Что до языка, то мы его выучили. Наш брат, если возьмется за дело, доводит его до конца. Да и боялись мы, что, если не проявим должного усердия и любознательности, нас опять вернут в Туретчину. Мы уже вкусили прелестей здешней вольной жизни, и родной Котел, как бы он ни был нам дорог, все же не мог идти ни в какое сравнение с Парижем, это уж точно! Со временем мы узнали, что и здешняя свобода больше на бумаге, но это уже другая тема, и не будем сейчас отвлекаться.

В лето 1854-е я поступил в лицей Сен-Антуан де ля Саль, что на бульваре Сен-Жермен в Латинском квартале. Мои однокашники предпочли другие лицеи, их больше тянуло к точным наукам. Я же, подобно своему благодетелю доктору Петру Берону, проявил влечение к гуманитарным наукам, и потому меня отдали в Сен-Антуан, где изучали классические языки и литературу. Сначала мне было очень трудно, и я не раз возвращался в пансион в слезах и в отчаянии. Мои соученики, сынки богатых родителей, воспитывавшиеся гувернантками, смотрели на меня свысока, называли «турчица» и «ле тюрк». Они знали, что это раздражает меня, и устраивали самые глупые розыгрыши. Но со временем я стал делать успехи в науках, меня стали замечать и ставить «двенадцатки» (там знания оцениваются по двенадцатибалльной системе), и только тогда эти бездельники оставили меня в покое. Да и я себя в обиду не давал, пастушеская жизнь в Котеле не прошла для меня даром, и им пришлось в темноте на себе испытать силу моих кулаков. Вообще они поняли, что со мной шутки плохи. Еще в начале предупреждал же их, что я котленец, из края гайдуков, но они не верили. Ничего, наконец-то поверили.

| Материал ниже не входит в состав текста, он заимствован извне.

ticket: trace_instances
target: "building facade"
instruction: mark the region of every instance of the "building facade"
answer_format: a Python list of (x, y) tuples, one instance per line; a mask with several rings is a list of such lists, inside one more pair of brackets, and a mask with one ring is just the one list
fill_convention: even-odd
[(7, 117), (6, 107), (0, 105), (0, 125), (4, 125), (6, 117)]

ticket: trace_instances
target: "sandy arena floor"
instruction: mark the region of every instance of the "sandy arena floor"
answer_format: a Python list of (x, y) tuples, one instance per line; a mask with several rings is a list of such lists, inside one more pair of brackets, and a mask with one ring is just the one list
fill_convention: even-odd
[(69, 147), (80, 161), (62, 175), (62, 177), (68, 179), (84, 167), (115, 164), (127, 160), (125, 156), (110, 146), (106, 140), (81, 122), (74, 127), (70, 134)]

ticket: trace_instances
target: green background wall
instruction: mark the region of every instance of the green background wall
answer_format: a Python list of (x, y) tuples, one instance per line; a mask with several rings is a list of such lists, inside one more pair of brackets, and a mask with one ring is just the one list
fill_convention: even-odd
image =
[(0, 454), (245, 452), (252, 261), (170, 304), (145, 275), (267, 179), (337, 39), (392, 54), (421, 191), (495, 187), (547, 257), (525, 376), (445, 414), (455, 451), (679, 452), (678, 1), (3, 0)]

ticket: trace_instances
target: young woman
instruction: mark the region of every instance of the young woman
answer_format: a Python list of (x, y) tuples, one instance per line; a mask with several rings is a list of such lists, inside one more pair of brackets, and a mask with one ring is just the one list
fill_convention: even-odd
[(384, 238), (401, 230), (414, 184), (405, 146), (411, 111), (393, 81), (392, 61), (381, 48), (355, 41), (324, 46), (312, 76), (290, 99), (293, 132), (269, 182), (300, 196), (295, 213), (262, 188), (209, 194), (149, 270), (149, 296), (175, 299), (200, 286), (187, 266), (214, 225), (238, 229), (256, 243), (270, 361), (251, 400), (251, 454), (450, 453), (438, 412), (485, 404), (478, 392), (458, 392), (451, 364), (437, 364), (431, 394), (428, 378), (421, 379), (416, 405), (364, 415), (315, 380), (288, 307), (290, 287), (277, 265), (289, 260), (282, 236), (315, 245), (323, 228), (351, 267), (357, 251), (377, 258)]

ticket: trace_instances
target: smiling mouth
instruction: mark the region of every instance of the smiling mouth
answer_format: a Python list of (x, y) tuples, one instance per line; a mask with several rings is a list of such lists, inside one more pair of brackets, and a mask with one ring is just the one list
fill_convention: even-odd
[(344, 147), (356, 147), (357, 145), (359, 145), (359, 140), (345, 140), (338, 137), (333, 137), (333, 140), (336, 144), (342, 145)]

Ну а теперь я расскажу вам о своей первой парижской встрече с выдающимися людьми того времени, встрече, оказавшейся поворотной для всей моей дальнейшей жизни. Как-то раз, было это осенью 1855 года (помнится, я уже закончил первый год обучения с отличными оценками и примерным поведением), возвращался я из лицея после утомительных утренних занятий. На бульваре Сен-Жермен я заметил стройную, невероятно миловидную блондинку лет 18—19, одетую по моде тех лет, но без пышности и экстравагантности, так характерных для парижанок. Девушка несла довольно объемистый пакет, что явно затрудняло ее движения. Не знаю, что со мной случилось, но, несмотря на свою природную робость, я набрался смелости, догнал девушку и обратился к ней на чистейшем французском: «Мадемуазель, разрешите вам помочь? Я вижу, вы измучились от тяжести своей ноши». (Два года в пансионе и один в лицее хорошо отполировали мои манеры). Мадемуазель резко обернулась, оглядела меня, опасаясь, вероятно, увидеть одного из тех парижских франтов-нахалов, которые преследуют одиноких женщин на улицах и пристают к ним с разными гадостями, но, увидев мое безбородое лицо с едва пробивающимися усиками, — в то время мне было лет 16—17 — успокоилась и согласилась принять мою помощь. Сказала, что живет на бульваре Сен-Жермен, метрах в шестистах отсюда. «И если вы, жен гарсон, не откажетесь от своего предложения, я буду вам неслыханно благодарна за помощь! Этот пакет предназначен для одного больного человека». Как бы не так, откажусь. Да пусть это прелестное создание живет хоть в десяти километрах отсюда, пусть его пакет весит пятьдесят килограммов, все равно я донесу его. Чего бы мне это ни стоило. Ведь не зря же я столько мешков с половой перетаскал в свое время в Котеле!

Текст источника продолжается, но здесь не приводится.